2009年 12月 27日 (日)

       

■ 〈早池峰の12カ月〉25 丸山暁 覆い尽くす雪

     
   
     
  ついこの間まで、薄っすら緑に覆われていた草原も、耕やされた土色の畑も、小雪の中でも凛(りん)として咲いていた花たちも、一夜にして雪に覆われてしまった。この雪が根雪にはならないだろうが、もうすぐわが大地は春まで雪の世界となるだろう。

  日本の風景の美しさは四季にあると言い切ってもいいだろう。春夏秋冬、それぞれの季節も魅力的だが、中でも、日本の風土が雪にすっぽり覆われた世界、これは別格である。
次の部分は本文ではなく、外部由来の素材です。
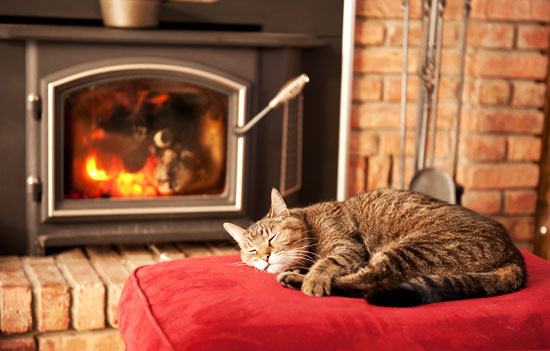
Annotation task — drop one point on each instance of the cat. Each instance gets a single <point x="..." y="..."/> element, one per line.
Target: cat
<point x="392" y="247"/>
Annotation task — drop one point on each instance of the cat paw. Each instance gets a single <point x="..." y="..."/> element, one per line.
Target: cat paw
<point x="316" y="285"/>
<point x="291" y="280"/>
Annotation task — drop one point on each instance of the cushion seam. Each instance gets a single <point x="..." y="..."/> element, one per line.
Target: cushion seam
<point x="148" y="311"/>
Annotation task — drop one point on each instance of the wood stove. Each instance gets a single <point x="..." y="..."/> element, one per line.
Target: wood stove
<point x="128" y="134"/>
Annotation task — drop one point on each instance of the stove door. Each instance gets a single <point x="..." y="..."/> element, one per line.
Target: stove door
<point x="124" y="137"/>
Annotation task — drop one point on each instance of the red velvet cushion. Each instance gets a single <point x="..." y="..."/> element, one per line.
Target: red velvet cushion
<point x="211" y="304"/>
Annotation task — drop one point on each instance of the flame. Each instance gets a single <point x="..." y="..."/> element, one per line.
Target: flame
<point x="117" y="182"/>
<point x="93" y="172"/>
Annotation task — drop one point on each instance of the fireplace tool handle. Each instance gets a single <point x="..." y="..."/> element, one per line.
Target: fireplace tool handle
<point x="290" y="90"/>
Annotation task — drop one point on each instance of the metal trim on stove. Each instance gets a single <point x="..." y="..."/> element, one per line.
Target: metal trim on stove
<point x="231" y="200"/>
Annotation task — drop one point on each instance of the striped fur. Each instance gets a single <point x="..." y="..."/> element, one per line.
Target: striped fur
<point x="395" y="248"/>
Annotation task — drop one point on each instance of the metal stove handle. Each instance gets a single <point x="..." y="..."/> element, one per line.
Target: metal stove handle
<point x="290" y="90"/>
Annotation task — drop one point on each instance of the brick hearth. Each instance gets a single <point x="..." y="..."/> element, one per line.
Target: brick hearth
<point x="68" y="301"/>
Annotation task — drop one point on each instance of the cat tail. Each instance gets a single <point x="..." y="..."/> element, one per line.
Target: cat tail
<point x="434" y="288"/>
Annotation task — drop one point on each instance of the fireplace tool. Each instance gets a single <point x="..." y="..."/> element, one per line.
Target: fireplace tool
<point x="431" y="180"/>
<point x="406" y="13"/>
<point x="290" y="90"/>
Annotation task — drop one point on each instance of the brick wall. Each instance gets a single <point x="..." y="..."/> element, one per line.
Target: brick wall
<point x="502" y="118"/>
<point x="69" y="301"/>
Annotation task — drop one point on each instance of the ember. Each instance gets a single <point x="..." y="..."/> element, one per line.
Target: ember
<point x="133" y="139"/>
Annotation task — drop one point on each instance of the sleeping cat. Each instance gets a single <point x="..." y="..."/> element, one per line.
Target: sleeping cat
<point x="392" y="247"/>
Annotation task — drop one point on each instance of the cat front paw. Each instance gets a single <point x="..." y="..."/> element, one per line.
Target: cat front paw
<point x="316" y="285"/>
<point x="291" y="280"/>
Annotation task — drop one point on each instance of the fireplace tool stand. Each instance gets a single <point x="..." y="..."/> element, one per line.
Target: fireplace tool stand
<point x="431" y="180"/>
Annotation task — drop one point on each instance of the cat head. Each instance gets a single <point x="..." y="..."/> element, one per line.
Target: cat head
<point x="276" y="243"/>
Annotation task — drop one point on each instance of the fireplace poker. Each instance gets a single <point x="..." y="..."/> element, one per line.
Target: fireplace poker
<point x="290" y="90"/>
<point x="406" y="13"/>
<point x="467" y="7"/>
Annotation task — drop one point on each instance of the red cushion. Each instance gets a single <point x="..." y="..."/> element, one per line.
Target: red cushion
<point x="210" y="303"/>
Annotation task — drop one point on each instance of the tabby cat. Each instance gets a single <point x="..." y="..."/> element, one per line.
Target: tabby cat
<point x="392" y="247"/>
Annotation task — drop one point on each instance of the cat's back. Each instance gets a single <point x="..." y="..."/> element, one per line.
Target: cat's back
<point x="396" y="211"/>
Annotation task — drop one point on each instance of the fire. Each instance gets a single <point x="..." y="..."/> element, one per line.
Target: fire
<point x="93" y="172"/>
<point x="117" y="182"/>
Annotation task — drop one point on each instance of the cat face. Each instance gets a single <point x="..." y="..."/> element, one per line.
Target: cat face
<point x="275" y="243"/>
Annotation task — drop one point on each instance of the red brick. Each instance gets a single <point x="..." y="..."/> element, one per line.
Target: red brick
<point x="382" y="60"/>
<point x="369" y="33"/>
<point x="381" y="116"/>
<point x="87" y="290"/>
<point x="51" y="293"/>
<point x="524" y="148"/>
<point x="388" y="116"/>
<point x="533" y="37"/>
<point x="15" y="297"/>
<point x="498" y="176"/>
<point x="390" y="144"/>
<point x="363" y="143"/>
<point x="512" y="10"/>
<point x="108" y="339"/>
<point x="506" y="65"/>
<point x="367" y="89"/>
<point x="378" y="172"/>
<point x="24" y="343"/>
<point x="520" y="228"/>
<point x="108" y="265"/>
<point x="502" y="120"/>
<point x="490" y="35"/>
<point x="386" y="9"/>
<point x="100" y="340"/>
<point x="392" y="89"/>
<point x="450" y="62"/>
<point x="488" y="92"/>
<point x="396" y="174"/>
<point x="454" y="9"/>
<point x="356" y="175"/>
<point x="483" y="148"/>
<point x="485" y="202"/>
<point x="529" y="94"/>
<point x="395" y="34"/>
<point x="520" y="201"/>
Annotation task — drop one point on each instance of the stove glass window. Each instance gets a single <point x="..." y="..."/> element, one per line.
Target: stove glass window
<point x="144" y="138"/>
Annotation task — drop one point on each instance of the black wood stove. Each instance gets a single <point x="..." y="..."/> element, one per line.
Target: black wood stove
<point x="127" y="136"/>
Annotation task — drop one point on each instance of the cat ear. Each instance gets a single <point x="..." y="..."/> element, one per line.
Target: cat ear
<point x="235" y="231"/>
<point x="278" y="205"/>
  それはそれとして、僕の暮らす谷間は、予想していたより随分雪が少ない北国だった。もともとここに来るまで関東以西で暮らした僕にとっては、東北、特に岩手などはどこでも冬は雪に覆われ、身の丈、少なくても腰のあたりまでは積もるのだろうと思っていた。

  それが来てみると、積もってもせいぜい3、40a、寒さとて、お日様が出て風がなければ雪に埋もれても、けっこう温かく感じるものである。ここに来た当初、「雪が多くて大変だろう」と聞いてくる地元の方々が多かったが、「予想以上に少ないので驚いている」というのが偽りない思いだった。

  東京でも僕が暮らしていた八王子の高尾(東京の名山?ミシュランガイドにも載った山)では2、30a雪が降ることもあった。

  僕は東京から大迫に越してきたが、幼少期は日本最古の帝釈原人がいたという中国山脈ど真ん中の山猿だった。そのあたりは基本的には瀬戸内海の温暖な気候だったが、冬は、僕が暮らした庄原市の七塚が原は、今暮らす岩手の地よりも雪深かった。ということで、僕の原体験には雪国の暮らしがある。

  外に出した洗濯物が、服の形そのままにガチガチに凍り、面白いから触っていると「折れるからやめろ」と怒られた。飯盒(はんごう)に塩をまぶした雪を入れ、その中に砂糖入りの牛乳をカップに入れ、軒下につるし一晩置いて、明くる朝カップをかき回して、炬燵(こたつ)でお手製のアイスクリームを分け合った。それはシャリシャリして今でいう混ざりっけなしのおいしいシャーベットであった。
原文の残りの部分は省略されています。